It has been hypothesised that increased detection of low-risk tumours can lead to an overestimation of treatment efficacy and a subsequent rise in use of treatment (Haymart et al. 2011). Up to now, there is a lack of randomised controlled trials to support management decisions for small and low-risk tumours. For patients with early-stage differentiated TC whose primary tumour is >1 cm the guidelines recommend total thyroidectomy and radioactive iodine treatment to be selectively considered (Pacini et al. 2010). Nevertheless, treatment with radioactive iodine is of uncertain benefit for patients with low-risk disease (Schvartz et al. 2012). In addition, the majority of patients with early-stage differentiated TC will have a favourable outcome and many of these tumours would remain asymptomatic during lifetime (Pacini 2012) However, a small proportion of these patients will experience recurrent disease with increased morbidity (Momesso et al. 2012). There is a need to improve the pre-operative evaluation of low-risk thyroid nodules in order to prevent potential overtreatment and in addition to this a more conservative surgical approach without radioiodine therapy should be considered for low-risk patients (Momesso et al. 2012). A complete understanding of the various prognostic factors is important to advise the patient accordingly on the best treatment and long-term surveillance (Sipos & Mazzaferri 2010). This is important since we recently showed that problems and symptoms of TC and its treatment can be detected up to 20 years after diagnosis (Husson et al. 2013). These late symptoms were mostly related to thyroid dysregulation (neuromuscular, concentration, sympathetic, psychological and sensory problems) and not so much to specific morbidities as a consequence of surgery (voice problems, throat/mouth problems and problems with scar). Long-term health problems are becoming more important since the prevalence of TC survivors who received more or less aggressive/invasive treatment is increasing and will probably lead to an increased burden on health care in the coming years.

By combining the three epidemiologic determinants of TC burden (i.e. incidence, mortality and survival) with essential prognostic determinants we achieved a more comprehensive assessment of the progress against TC, however also quality of life assessments should be added (Husson et al. 2011). Some limitations of this study require consideration. Despite the rather clinical nature of the NCR, lack of details regarding applied primary treatments in our population-based registry limited the potential to explore and elucidate specific reasons for the observed changes in survival. Furthermore, since the TNM staging system changed significantly in 2002, and the NCR did not provide us with information on the exact tumour size, it was impossible to use a uniform staging system for our analyses, which hampered the interpretation of our results.
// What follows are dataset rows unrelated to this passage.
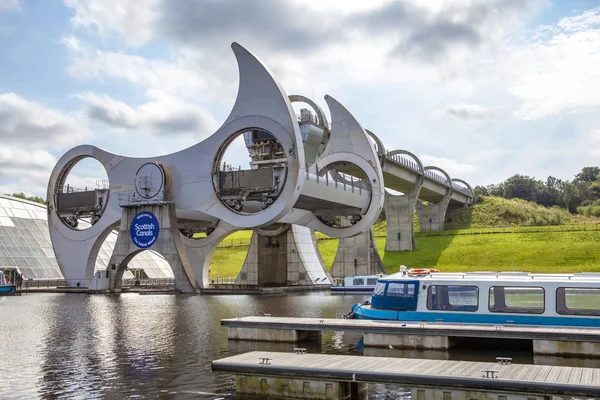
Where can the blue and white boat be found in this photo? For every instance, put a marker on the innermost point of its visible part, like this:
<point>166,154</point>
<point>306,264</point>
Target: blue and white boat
<point>486,298</point>
<point>355,284</point>
<point>5,287</point>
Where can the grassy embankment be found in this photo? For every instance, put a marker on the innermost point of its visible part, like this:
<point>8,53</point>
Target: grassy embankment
<point>491,235</point>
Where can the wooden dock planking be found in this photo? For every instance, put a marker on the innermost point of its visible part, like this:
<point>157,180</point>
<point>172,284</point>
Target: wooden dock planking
<point>509,331</point>
<point>521,378</point>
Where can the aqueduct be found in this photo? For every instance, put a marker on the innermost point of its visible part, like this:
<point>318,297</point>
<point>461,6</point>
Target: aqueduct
<point>305,174</point>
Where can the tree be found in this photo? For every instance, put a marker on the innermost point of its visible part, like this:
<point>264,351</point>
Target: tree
<point>522,187</point>
<point>480,191</point>
<point>570,196</point>
<point>36,199</point>
<point>587,174</point>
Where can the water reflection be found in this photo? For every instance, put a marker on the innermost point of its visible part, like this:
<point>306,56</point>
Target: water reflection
<point>152,346</point>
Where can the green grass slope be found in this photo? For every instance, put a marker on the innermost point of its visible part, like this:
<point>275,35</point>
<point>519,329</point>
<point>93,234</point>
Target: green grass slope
<point>553,248</point>
<point>492,211</point>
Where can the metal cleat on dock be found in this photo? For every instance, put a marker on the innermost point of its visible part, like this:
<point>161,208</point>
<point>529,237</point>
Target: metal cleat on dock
<point>504,360</point>
<point>490,373</point>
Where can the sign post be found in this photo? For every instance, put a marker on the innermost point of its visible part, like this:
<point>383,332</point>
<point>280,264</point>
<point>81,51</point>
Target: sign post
<point>144,229</point>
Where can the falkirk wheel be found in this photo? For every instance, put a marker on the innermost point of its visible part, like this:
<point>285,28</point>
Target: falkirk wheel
<point>182,205</point>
In conclusion, TC detection and incidence has been rising in The Netherlands, while mortality rates are decreasing and survival rates remained stable and appeared to be somewhat higher except for advanced tumours of which the frequency decreased markedly.

Declaration of interest

The authors declare that there is no conflict of interest that could be perceived as prejudicing the impartiality of the research reported.

Funding

This study was performed as part of the project ‘Progress against cancer in The Netherlands since the 1970s’ (Dutch Cancer Society Grant EMCR 2006-3489). The study sponsors had no role in the study design, in the collection, analysis and interpretation of data; in the writing of the manuscript; and in the decision to submit the manuscript for publication. We are grateful for the dedicated data collection by the various registration teams of the Netherlands Cancer Registry.

Author contribution statement

O Husson, H R Haak, L V van de Poll-Franse and J W W Coebergh contributed to the concept and design of the study. H Karim-Kos contributed to the acquisition of the data. O Husson and L N van Steenbergen analysed the data. O Husson drafted the manuscript. All authors (O Husson, H R Haak, L N van Steenbergen, W-A Nieuwlaat, B A C van Dijk, G A P Nieuwenhuijzen, H Karim-Kos, J L Kuijpens, L V van de Poll-Franse and J W W Coebergh) provided input to the manuscript and have approved the final manuscript.

References

  • AlexanderEKKennedyGCBalochZWCibasESChudovaDDiggansJFriedmanLKloosRTLivolsiVAMandelSJ2012Preoperative diagnosis of benign thyroid nodules with indeterminate cytology. New England Journal of Medicine367705715. (doi:10.1056/NEJMoa1203208).

    • Search Google Scholar
    • Export Citation
  • CardisEKrewskiDBoniolMDrozdovitchVDarbySCGilbertESAkibaSBenichouJFerlayJGandiniS2006Estimates of the cancer burden in Europe from radioactive fallout from the Chernobyl accident. International Journal of Cancer11912241235. (doi:10.1002/ijc.22037).

    • Search Google Scholar
    • Export Citation
  • CeresiniGCorcioneLMichiaraMSgargiPTeresiGGilliAUsbertiESiliniECedaGP2012Thyroid cancer incidence by histological type and related variants in a mildly iodine-deficient area of Northern Italy, 1998 to 2009. Cancer11854735480.

    • Search Google Scholar
    • Export Citation
  • Dal MasoLLiseMZambonPFalciniFCrocettiESerrainoDCirilliCZanettiRVercelliMFerrettiS2011Incidence of thyroid cancer in Italy, 1991–2005: time trends and age-period-cohort effects. Annals of Oncology22957963. (doi:10.1093/annonc/mdq467).

    • Search Google Scholar
    • Export Citation
  • DaviesLWelchHG2006Increasing incidence of thyroid cancer in the United States, 1973–2002. Journal of the American Medical Association29521642167. (doi:10.1001/jama.295.18.2164).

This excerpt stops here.